Peter Smith was born in Vancouver, BC in 1972. His artistic exposure began at a young age on Gilford Island where he grew up surrounded by notable artists Sam Johnson, Jack James, and Allen James. At the age of four, Peter began training in traditional singing and dancing, which he continues to practice today. At this time, he also received his Kwak’wala name Giq-Kalas which means “Sons of Great Importance.” As a result of this upbringing, Peter possesses a deep understanding of the meanings the traditional dances, songs, and masks hold.
Peter has been carving wood since 1995, starting under the guidance of Simon Windazi James. He then furthered his knowledge while studying under carvers Simon Dick and Simon James.
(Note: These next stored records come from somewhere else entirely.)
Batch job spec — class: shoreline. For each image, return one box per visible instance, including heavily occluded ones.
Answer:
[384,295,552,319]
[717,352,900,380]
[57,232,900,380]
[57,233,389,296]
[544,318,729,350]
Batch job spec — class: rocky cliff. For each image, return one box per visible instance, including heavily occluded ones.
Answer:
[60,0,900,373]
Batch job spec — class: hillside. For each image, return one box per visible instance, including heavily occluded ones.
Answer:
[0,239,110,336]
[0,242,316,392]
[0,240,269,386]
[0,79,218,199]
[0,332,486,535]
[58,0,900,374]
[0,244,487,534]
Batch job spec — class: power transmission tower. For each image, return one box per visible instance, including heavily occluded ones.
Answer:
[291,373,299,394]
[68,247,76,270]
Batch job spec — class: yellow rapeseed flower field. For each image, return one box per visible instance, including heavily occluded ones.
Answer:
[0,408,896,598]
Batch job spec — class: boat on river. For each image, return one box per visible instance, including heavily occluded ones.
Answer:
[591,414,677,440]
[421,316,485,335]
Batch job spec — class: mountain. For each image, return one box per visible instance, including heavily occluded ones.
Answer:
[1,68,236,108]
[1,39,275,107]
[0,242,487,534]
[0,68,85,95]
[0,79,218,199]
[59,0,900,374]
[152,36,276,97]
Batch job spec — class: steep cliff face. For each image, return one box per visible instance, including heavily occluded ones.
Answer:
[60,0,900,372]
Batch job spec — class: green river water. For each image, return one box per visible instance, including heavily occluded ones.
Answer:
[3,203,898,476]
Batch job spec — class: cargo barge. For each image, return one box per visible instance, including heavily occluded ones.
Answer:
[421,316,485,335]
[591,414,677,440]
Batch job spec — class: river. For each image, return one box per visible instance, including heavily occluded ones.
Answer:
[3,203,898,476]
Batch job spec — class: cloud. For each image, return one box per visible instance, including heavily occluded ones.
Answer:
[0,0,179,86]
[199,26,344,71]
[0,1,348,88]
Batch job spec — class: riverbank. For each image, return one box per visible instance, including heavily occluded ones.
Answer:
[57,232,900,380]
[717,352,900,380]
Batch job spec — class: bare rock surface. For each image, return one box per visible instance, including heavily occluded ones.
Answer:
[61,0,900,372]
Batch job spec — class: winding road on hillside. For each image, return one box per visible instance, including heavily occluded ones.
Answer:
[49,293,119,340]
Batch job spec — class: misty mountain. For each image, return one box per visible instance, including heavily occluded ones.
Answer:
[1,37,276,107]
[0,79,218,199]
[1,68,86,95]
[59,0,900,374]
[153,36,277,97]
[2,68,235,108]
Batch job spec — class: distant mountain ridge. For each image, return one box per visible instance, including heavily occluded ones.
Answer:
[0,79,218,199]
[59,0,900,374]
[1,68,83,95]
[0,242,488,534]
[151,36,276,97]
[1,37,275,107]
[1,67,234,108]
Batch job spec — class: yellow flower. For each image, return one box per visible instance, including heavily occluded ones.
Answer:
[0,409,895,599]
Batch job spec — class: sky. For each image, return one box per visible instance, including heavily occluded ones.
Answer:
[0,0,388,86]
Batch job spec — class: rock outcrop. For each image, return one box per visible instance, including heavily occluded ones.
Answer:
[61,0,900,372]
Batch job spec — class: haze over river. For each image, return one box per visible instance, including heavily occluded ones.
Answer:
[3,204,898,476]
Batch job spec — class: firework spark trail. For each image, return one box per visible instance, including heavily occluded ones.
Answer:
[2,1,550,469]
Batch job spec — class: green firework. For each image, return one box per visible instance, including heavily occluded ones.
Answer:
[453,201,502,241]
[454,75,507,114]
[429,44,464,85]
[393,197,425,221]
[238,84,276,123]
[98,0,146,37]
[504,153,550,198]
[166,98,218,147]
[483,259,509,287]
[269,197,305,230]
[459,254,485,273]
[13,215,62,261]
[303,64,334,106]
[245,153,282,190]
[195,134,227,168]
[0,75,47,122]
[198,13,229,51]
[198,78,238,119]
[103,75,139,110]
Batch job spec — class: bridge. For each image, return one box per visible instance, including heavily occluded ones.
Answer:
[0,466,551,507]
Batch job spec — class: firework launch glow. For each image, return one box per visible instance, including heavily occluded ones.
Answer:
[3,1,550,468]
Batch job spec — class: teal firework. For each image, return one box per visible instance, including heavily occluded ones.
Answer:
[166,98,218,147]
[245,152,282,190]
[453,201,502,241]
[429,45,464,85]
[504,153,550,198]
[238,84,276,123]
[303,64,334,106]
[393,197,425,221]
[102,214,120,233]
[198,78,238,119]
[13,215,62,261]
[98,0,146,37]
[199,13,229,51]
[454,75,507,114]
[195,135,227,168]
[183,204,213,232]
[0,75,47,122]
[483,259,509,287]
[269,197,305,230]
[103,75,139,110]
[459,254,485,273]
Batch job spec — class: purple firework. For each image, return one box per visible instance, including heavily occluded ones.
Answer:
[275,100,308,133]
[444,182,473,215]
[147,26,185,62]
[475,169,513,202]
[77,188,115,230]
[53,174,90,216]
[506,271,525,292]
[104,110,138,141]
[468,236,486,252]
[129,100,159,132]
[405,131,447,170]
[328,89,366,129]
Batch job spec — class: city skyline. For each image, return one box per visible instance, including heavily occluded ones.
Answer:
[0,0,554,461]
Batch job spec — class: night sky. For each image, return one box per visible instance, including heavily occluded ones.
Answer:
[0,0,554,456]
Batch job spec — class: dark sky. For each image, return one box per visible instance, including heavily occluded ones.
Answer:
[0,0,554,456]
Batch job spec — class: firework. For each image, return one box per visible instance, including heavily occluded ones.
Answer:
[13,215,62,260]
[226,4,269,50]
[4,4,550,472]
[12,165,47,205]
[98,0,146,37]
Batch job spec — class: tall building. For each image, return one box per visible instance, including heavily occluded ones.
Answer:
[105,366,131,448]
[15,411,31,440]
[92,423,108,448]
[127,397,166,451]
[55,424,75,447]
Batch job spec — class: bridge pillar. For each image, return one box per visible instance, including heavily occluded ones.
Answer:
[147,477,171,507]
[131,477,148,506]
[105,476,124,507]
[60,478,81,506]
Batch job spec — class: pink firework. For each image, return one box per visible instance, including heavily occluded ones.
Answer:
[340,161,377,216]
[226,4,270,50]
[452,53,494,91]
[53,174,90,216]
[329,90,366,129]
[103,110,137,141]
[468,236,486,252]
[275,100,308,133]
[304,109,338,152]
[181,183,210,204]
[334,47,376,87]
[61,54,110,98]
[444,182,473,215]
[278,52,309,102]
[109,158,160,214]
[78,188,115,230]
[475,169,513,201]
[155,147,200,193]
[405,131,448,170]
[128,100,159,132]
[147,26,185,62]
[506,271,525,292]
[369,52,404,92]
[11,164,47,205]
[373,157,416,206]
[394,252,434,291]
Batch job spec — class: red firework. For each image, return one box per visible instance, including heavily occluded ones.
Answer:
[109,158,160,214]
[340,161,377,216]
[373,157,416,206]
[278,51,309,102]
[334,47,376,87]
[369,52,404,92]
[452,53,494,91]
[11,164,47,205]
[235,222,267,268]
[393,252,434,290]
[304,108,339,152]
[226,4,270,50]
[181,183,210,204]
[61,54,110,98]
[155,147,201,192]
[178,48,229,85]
A lifetime engaged in the cultural practices of his nation has resulted in a refined artistic style that skillfully blends the traditional with the contemporary. Peter is best known for his masks and sculptures that utilize a bright colour palette and feature crisp, clean lines. He has also explored an interest in jewelry by studying under silver-smith Sonija Triebwassen.
Peter had the honour of hereditary chief status being passed down to him from his late father, Chief Charles Smith. As such, on October 22, 2011, Peter took his standing as Chief Tlil mogi Lakw of the Musgamagw in a naming feast that he held for his father’s remembrance. This important role he serves within his community manifests his passion for the traditional ways of his people that he has celebrated since childhood, and allows him to share them with the next generation.